Testing strong lensing subhalo detection with a cosmological simulation

TL;DR

This study evaluates the effectiveness of strong lensing techniques in detecting small subhaloes within simulated galaxies, highlighting the importance of model complexity in accurately identifying subhalo properties.

Contribution

It demonstrates that simple power-law models can miss or misestimate subhaloes, while complex models with stellar and dark matter components improve detection accuracy.

Findings

Power-law models yield no false positives for elliptical lenses.

Complex models accurately recover subhalo mass in complex galaxy structures.
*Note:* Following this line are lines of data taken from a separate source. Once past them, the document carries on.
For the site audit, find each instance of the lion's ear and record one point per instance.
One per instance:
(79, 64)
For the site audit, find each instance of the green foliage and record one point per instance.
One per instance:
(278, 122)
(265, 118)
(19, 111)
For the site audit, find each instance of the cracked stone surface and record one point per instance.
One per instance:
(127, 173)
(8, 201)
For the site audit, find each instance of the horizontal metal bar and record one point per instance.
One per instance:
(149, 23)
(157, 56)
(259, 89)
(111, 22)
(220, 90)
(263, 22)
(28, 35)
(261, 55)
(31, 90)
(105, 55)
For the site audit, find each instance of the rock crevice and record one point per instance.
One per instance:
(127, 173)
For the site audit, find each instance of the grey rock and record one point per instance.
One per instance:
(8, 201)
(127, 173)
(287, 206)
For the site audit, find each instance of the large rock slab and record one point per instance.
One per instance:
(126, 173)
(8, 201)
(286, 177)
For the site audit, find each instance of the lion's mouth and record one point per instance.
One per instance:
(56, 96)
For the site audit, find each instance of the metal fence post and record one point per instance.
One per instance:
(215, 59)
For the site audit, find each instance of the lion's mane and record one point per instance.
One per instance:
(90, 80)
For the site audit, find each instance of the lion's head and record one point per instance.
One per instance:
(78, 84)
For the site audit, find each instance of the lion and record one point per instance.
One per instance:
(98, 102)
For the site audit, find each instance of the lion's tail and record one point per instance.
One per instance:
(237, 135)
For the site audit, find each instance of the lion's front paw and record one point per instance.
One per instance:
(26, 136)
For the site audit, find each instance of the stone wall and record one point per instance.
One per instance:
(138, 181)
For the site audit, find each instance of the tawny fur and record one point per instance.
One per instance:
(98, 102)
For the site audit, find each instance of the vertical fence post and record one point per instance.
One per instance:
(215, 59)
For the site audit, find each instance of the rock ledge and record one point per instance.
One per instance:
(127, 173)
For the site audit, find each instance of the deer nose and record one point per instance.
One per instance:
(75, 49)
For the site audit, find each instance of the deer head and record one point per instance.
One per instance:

Projection shape affects detection accuracy and false positive rates.

Abstract

Strong gravitational lensing offers a compelling test of the cold dark matter paradigm, as it allows for subhaloes with masses of $\sim10^{9}$ M$_\odot$ and below to be detected. We test commonly-used techniques for detecting subhaloes superposed in images of strongly lensed galaxies. For the lens we take a simulated galaxy in a $\sim10^{13}$ M$_\odot$ halo grown in a high-resolution cosmological hydrodynamical simulation, which we view from two different directions. Though the resolution is high, we note the simulated galaxy still has an artificial core which adds additional complexity to the baryon dominated region. To remove particle noise, we represent the projected galaxy mass distribution by a series of Gaussian profiles which precisely capture the features of the projected galaxy. We first model the lens mass as a (broken) power-law density profile and then search for small haloes. Of the two projections, one has a regular elliptical shape, while the other has distinct deviations from an elliptical shape. For the former, the broken power-law model gives no false positives and correctly recovers the mass of the superposed small halo, but for the latter we find false positives and the inferred halo mass is overestimated by $\sim4-5$ times. We then use a more complex model in which the lens mass is decomposed into stellar and dark matter components. In this case, we show that we can capture the simulated galaxy's complex projected structures and correctly infer the input small halo.